In Israel, Prime Minister Benjamin Netanyahu has used the crisis in order to save himself from his looming corruption trial and salvage his declining grip on power. Long before the disease had started to claim the lives of Israel, Netanyahu began conducting daily broadcasts in which he addressed the public, expounded his ways of combating the disease, and situated himself as an indispensable leader.
Right as his trial was set to begin, Netanyahu dismissed the Israeli Parliament (Knesset) and shut down the courts, citing health concerns. Netanyahu has also tapped into a secret database compiled by the Israeli intelligence community, which contains, among other things,detailed information about the location of every citizen at any given moment, a transcript of every call they made and text they sent, as well as information about the people they were in physical proximity to. With Parliament dismissed, Netanyahu accessed this data cache using an executive order. This surveillance tool is used, the Israeli government claims, to track down COVID-19 patients and ensure that people are abiding by shelter-in orders. This constitutes an unprecedented expansion of the government’s usage of surveillance on its citizens, and opens the door to further encroachment of the civil and human rights - particularly among vulnerable minority populations, such as Palestinians.
Israel has also been using its military and border patrol in order to patrol the streets and intimidate citizens into abiding by the isolation orders and social distancing guidelines (violations can result in a fine of up to $1,500 and a six-month prison term); arrests have already been made, particularly in Ultra-Orthodox neighbourhoods.
But while Israel is reportedly the only democracy using its military services to enforce shelter-in orders and track people infected with coronavirus, cases of police increased police brutality have been registered in countries across the globe, from Italy to Afghanistan and Pakistan. It seems that, across the globe, governments and law enforcement agencies have been utilising the health crisis to exert unbridled control over their populations, often through an unnecessarily excessive and arguably inhumane use of force.
“The coronavirus pandemic calls for an urgent and ambitious response.
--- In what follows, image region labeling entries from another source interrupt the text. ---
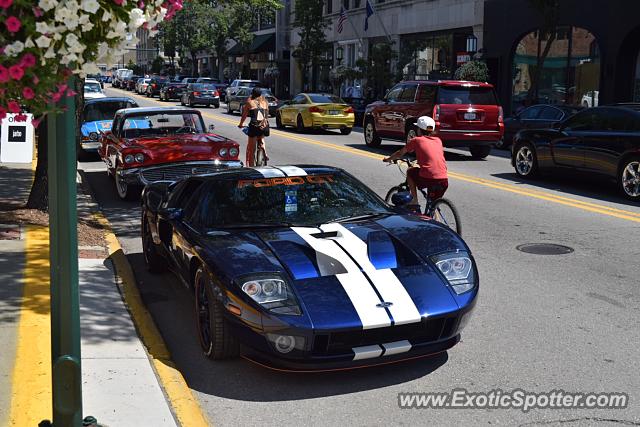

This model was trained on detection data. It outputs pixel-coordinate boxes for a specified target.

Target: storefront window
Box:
[512,27,600,111]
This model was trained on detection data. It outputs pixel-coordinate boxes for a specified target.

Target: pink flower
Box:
[22,87,36,99]
[0,65,9,83]
[9,65,24,80]
[7,101,20,113]
[20,53,36,68]
[4,16,22,33]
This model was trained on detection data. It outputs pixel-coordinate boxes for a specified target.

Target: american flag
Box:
[338,6,347,33]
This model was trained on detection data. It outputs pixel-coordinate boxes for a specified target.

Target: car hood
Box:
[199,215,475,330]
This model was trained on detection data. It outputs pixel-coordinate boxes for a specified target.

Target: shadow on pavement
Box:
[491,170,640,207]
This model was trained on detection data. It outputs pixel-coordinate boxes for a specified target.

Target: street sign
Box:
[0,114,33,163]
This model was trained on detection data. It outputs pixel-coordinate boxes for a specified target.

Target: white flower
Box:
[81,0,100,13]
[38,0,58,12]
[36,35,51,49]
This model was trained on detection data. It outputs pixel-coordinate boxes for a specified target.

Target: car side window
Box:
[399,84,418,102]
[538,107,563,120]
[416,85,436,103]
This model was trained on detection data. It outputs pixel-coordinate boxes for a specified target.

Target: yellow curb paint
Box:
[115,87,640,222]
[9,226,53,426]
[94,213,211,427]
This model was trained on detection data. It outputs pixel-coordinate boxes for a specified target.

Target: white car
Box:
[84,79,107,99]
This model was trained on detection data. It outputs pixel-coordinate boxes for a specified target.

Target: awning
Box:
[227,33,276,56]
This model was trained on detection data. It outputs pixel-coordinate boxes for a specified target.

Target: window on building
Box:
[512,27,600,111]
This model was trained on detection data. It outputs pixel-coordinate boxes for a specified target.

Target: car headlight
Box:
[431,252,476,295]
[241,277,301,315]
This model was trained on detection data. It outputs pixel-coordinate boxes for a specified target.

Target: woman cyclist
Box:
[238,87,269,167]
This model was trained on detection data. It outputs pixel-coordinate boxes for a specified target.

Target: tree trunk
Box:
[26,117,49,212]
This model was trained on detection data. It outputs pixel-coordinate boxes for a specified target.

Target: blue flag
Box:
[364,0,375,31]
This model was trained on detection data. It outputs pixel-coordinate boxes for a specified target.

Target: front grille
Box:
[313,317,457,355]
[140,163,221,183]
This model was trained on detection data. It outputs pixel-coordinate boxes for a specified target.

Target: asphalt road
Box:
[80,89,640,426]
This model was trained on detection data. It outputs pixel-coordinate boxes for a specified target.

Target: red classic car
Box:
[98,107,242,200]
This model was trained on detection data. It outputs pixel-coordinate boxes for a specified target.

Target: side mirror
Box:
[158,208,184,221]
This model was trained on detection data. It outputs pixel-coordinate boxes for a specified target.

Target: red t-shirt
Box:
[406,136,447,179]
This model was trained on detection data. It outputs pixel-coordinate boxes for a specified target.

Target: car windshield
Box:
[84,82,102,93]
[309,94,345,104]
[192,172,393,229]
[438,86,498,105]
[122,112,204,138]
[82,101,137,122]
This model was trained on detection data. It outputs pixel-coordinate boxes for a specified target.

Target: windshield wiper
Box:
[329,212,393,222]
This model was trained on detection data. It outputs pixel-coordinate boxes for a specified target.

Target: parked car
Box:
[99,107,242,199]
[84,79,106,99]
[80,97,138,155]
[276,93,355,135]
[141,166,479,371]
[227,87,279,117]
[180,83,220,108]
[496,104,580,148]
[511,106,640,201]
[158,82,187,101]
[144,77,169,98]
[364,80,504,158]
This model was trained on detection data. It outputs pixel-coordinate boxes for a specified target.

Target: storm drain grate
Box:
[516,243,573,255]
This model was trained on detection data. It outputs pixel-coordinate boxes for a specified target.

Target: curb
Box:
[79,172,211,427]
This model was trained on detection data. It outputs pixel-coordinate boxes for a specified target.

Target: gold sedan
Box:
[276,93,355,135]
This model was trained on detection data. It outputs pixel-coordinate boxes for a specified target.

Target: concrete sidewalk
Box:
[0,164,177,426]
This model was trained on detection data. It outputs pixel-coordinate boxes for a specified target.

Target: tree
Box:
[292,0,329,91]
[527,0,560,104]
[453,61,489,82]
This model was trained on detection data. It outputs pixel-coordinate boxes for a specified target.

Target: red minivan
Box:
[362,80,504,159]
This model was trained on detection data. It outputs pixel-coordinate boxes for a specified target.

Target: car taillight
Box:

Measures have to be taken to save lives and protect incomes and the economy,” write the authors of the Change.org petition. “But: Democracy must also be protected during the Corona pandemic! All emergency measures taken by governments need to respect democratic procedures, transparency and the rule of law. Particularly, when severe limitations to basic freedoms are imposed, this needs to be done by the broadest possible democratic majorities and not against the opposition.”
In their list of demands, the petition’s authors call on all EU member countries to issue an expiration date to all of their emergency measures, as well as ensure that they enable journalists and parliaments to act unimpeded.
They also call on the EU Commission to take a bold, decisive stance against governments exploiting the crisis to establish autocracies in their nations, and freeze funding for the Hungarian government in response to Orban’s suspension of parliament (instead, they claim, funds should be allocated directly by the Commission).
Please consider signing the petition, and signal to Europe’s leaders that their action or inaction at this critical moment could determine the future of European democracies.
A move by such a high-profile body to preserve democratic principles and human rights could have a trickle effect that would impact the trajectory of how the coronavirus shapes the nature of our societies.